One cannot help but think of this in light of the recent case of get extortion in New York. I have no sympathy for a recalcitrant husband who refuses to give his wife a get; it is spousal abuse, plain and simple. However, that does not justify kidnapping, racketeering and torture. The idea that a good aim and rabbinical approval somehow justifies outrageous felonies makes me wonder: what does this mean for all those good men embezzling funds for their yeshivot? Are they too entitled to hazard pay, in the tens of thousands, for their aggressively illegal “righteousness”?

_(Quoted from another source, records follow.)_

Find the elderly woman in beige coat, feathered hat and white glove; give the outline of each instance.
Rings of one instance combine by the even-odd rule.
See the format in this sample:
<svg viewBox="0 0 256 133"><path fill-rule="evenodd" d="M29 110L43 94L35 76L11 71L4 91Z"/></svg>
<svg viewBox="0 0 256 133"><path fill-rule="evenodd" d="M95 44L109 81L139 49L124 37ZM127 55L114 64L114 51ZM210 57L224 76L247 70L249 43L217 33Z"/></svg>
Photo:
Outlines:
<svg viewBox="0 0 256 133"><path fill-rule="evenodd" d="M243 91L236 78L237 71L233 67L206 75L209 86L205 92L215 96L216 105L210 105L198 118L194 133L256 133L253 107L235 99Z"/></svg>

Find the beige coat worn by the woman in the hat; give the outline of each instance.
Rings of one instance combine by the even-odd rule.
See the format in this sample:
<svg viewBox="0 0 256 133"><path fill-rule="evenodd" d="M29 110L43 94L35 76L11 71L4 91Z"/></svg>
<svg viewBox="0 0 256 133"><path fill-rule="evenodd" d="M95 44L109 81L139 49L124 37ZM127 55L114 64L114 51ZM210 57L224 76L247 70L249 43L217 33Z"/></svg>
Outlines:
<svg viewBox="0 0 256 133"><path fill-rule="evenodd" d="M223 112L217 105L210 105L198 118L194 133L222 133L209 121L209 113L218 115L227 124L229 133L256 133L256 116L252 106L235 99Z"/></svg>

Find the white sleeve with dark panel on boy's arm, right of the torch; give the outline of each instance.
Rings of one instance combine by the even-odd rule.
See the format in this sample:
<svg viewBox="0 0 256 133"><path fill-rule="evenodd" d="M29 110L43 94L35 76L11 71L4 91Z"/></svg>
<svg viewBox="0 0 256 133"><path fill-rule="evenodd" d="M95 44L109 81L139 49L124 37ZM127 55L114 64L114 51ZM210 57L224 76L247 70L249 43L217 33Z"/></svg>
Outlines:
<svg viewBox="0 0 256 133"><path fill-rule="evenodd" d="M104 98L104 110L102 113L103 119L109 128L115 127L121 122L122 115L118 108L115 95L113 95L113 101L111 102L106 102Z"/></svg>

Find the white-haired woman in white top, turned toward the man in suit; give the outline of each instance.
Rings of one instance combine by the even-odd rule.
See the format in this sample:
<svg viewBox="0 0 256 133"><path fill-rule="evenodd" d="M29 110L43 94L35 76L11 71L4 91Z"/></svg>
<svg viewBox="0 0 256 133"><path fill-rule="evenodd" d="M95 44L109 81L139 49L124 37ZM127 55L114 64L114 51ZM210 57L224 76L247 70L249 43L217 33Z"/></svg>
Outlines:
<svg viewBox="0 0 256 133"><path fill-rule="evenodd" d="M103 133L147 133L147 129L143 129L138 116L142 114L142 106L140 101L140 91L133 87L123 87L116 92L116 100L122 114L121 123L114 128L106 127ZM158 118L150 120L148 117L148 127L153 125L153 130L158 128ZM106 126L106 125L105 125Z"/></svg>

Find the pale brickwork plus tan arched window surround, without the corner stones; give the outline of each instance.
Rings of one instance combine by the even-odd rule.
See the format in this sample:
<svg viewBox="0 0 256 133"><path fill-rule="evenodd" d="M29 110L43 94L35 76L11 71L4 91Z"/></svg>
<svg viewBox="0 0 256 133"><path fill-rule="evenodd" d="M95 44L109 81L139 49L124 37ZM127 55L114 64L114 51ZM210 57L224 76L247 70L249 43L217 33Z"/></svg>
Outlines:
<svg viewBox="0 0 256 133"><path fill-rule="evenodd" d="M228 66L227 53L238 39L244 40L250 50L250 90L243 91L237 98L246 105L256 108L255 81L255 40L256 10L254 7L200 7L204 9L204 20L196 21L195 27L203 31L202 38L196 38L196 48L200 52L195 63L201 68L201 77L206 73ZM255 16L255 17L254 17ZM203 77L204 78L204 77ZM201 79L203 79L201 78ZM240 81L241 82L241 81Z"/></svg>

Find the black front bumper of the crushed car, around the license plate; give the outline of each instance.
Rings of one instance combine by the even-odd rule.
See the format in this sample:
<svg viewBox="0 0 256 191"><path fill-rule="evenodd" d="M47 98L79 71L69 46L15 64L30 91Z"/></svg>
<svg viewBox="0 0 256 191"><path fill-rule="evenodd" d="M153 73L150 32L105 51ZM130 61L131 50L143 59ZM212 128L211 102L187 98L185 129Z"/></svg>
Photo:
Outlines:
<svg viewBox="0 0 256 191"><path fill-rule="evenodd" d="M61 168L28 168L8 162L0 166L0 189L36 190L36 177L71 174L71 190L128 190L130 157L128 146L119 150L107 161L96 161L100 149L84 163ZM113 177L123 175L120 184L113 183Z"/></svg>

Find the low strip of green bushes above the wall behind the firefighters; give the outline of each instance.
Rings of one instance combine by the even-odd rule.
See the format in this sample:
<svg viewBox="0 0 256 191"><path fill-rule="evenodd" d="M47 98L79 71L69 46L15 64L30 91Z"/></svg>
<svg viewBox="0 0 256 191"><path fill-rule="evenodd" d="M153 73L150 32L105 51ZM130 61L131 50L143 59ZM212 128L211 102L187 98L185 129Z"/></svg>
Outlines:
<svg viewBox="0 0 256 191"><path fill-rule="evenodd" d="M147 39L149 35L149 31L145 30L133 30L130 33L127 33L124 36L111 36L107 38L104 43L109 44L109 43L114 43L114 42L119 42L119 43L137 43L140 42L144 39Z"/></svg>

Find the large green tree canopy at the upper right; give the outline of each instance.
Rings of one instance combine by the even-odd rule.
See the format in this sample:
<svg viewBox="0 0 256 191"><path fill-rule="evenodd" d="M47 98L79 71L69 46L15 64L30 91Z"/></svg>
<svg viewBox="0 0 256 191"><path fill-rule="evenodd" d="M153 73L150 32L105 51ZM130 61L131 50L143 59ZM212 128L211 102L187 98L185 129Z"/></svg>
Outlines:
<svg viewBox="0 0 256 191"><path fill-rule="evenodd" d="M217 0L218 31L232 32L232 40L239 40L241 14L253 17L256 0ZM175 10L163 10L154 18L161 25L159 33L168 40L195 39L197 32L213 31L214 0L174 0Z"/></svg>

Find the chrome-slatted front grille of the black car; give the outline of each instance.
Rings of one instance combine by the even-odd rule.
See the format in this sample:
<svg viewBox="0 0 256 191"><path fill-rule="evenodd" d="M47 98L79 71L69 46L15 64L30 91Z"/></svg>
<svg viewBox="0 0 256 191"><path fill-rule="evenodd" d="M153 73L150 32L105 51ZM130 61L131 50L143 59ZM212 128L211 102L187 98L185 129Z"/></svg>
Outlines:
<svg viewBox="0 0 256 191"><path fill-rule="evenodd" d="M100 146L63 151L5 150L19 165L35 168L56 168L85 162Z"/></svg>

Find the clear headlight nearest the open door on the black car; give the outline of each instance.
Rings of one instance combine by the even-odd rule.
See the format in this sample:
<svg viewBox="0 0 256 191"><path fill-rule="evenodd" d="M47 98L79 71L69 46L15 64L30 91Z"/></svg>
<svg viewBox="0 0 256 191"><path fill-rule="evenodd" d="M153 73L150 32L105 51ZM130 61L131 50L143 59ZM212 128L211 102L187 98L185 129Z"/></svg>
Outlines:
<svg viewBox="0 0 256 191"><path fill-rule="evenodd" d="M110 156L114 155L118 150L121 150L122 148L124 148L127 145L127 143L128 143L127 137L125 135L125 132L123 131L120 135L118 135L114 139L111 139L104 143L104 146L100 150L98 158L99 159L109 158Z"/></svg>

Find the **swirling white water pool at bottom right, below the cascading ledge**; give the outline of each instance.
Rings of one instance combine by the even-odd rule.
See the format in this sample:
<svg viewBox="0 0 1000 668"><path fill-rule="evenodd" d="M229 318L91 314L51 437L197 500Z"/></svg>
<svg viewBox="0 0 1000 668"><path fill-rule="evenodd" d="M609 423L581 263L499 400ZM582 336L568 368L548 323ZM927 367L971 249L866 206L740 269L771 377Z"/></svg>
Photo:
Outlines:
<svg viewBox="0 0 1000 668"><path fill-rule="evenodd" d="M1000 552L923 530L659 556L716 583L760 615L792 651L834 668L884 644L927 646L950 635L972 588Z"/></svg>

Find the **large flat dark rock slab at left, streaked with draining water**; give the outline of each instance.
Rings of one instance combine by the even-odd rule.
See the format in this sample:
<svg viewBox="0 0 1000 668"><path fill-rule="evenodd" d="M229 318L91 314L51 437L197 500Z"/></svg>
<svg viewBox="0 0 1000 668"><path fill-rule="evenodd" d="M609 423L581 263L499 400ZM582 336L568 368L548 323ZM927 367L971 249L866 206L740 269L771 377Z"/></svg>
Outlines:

However, I understand the psychological need to justify the criminality: it keeps one’s mind off the real plight of agunot, which is not only a social problem, but a theological one. If our Torah truly cares for the oppressed, how can it be rendered powerless in the face of this exquisite cruelty?

Are there halakhic solutions out there? I believe that there are, but more importantly, I believe that there must be. Rabbi Dr. Zev Farber outlines many of them in his excellent piece, “No Agunah Left Behind.” We can quibble over which halakhic mechanisms to employ, but not the pressing need for action–not violence, not crime, but true advocacy, initiative and bravery.

Finally, let us consider this. According to the Midrash (Tanhuma, Hayei Sara 4), the final verses of Proverbs are Abraham’s eulogy of Sarah. In that context, we find (31:26), “She has opened her mouth in wisdom and the law of compassion (torat hesed) is upon her tongue.” Torat hesed–what a revolutionary concept!

Isn’t it time we started listening to Mother Sarah’s voice?